Company Insolvencies: 2020 and Beyond
Despite several recent high-profile corporate failures, company insolvencies in the UK have remained subdued. This is widely tipped to change when the Government support measures introduced in response to the COVID 19 pandemic are withdrawn. But how many corporate insolvencies would be a significant deviation from historic norms and be a serious cause for alarm?
The Insolvency Service recently published details of the number of company insolvencies in the UK in 2020. The chart below uses the published data to show the total new underlying company insolvencies (not seasonally adjusted) in England and Wales between 1984 and 2020.
The Insolvency Service noted that “the total number of registered underlying company insolvencies in 2020 decreased to the lowest annual level since 1989” and this was “likely to be partly driven by the Government support measures put in place in response to the coronavirus (COVID 19) pandemic”.
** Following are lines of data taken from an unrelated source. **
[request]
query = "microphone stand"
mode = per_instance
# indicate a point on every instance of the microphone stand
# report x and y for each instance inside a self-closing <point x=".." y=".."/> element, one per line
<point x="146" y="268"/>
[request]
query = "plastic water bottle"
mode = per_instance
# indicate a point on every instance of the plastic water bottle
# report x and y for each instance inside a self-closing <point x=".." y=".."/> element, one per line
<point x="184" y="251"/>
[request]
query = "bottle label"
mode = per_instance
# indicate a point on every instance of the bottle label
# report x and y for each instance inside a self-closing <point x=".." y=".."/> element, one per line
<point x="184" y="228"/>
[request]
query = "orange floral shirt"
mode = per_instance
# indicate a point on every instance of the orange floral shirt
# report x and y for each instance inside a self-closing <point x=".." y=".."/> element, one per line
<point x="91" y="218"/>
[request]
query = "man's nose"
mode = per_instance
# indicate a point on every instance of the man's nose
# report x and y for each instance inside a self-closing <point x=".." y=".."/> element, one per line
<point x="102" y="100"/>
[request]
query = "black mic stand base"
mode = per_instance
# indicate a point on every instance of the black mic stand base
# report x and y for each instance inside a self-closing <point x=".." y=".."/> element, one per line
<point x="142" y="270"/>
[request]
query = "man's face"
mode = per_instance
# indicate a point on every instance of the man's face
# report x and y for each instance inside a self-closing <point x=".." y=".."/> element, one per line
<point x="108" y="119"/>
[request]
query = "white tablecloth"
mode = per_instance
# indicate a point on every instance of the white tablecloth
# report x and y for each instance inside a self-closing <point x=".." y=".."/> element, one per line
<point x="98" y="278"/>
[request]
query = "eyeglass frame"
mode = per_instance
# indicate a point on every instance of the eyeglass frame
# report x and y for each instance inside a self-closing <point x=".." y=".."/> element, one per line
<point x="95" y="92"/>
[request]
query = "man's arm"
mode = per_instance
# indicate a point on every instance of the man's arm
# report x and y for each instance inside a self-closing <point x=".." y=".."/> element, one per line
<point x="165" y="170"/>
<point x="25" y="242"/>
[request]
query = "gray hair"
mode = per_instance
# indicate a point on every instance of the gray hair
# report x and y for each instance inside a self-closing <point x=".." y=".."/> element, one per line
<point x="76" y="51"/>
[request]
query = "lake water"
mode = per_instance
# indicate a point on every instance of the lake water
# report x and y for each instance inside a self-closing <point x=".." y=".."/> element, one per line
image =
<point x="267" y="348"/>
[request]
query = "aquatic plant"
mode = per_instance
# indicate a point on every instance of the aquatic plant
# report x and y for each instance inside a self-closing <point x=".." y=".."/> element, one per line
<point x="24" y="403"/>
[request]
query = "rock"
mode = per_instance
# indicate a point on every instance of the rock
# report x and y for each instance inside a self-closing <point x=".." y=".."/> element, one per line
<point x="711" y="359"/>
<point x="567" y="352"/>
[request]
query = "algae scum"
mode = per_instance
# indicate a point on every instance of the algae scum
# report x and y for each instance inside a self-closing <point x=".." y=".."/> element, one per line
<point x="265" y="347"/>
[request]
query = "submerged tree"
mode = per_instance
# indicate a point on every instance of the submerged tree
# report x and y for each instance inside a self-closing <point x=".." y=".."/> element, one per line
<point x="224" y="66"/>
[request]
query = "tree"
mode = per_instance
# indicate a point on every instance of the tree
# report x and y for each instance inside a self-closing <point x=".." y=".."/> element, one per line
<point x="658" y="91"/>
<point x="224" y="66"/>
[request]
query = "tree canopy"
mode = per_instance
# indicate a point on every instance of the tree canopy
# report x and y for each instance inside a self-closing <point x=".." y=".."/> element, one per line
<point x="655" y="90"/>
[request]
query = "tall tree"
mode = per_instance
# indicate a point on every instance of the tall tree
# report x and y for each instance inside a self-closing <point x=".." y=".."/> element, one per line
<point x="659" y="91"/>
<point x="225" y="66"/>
It is important to keep these historic levels in mind as we move through 2021 and beyond. Moreover, adjustments will need to be made to allow for those businesses that would have gone insolvent in 2020 in the absence of COVID 19, as this is likely to distort any overly simplistic year-on-year comparator i.e. some businesses that were struggling prior to 2020 may have been artificially propped up by the Government’s COVID 19 support measures.
If the number of company insolvencies in 2021 were to revert back to pre-pandemic levels (i.e. with no allowance for the “catch-up” element), that would require an increase in company insolvencies of greater than 30%, when compared to 2020.
Perhaps an alarming statistic when we consider that there have been annual increases in company insolvencies in excess of 30% in only 3 years since 1984 (1990, 1991 and 2008) but not when we consider the overall context and the artificially low position in 2020.
Of course, any figures on total corporate insolvencies mask the significant variation in the level of insolvencies by industry that occurs. We have seen the hospitality, travel and traditional retail sectors hit particularly hard by lockdowns and we don’t yet know how those sectors will fare as restrictions are loosened. Meanwhile, other sectors, such as pharmaceuticals and tech solutions, have shown impressive growth because of the pandemic.
As we move through 2021 and beyond it will be important to look behind any headline grabbing figures on corporate insolvencies, particularly if they use the artificially low 2020 position as a comparator. Only by looking at the underlying data more carefully will it be possible to tell if they are really a cause for alarm.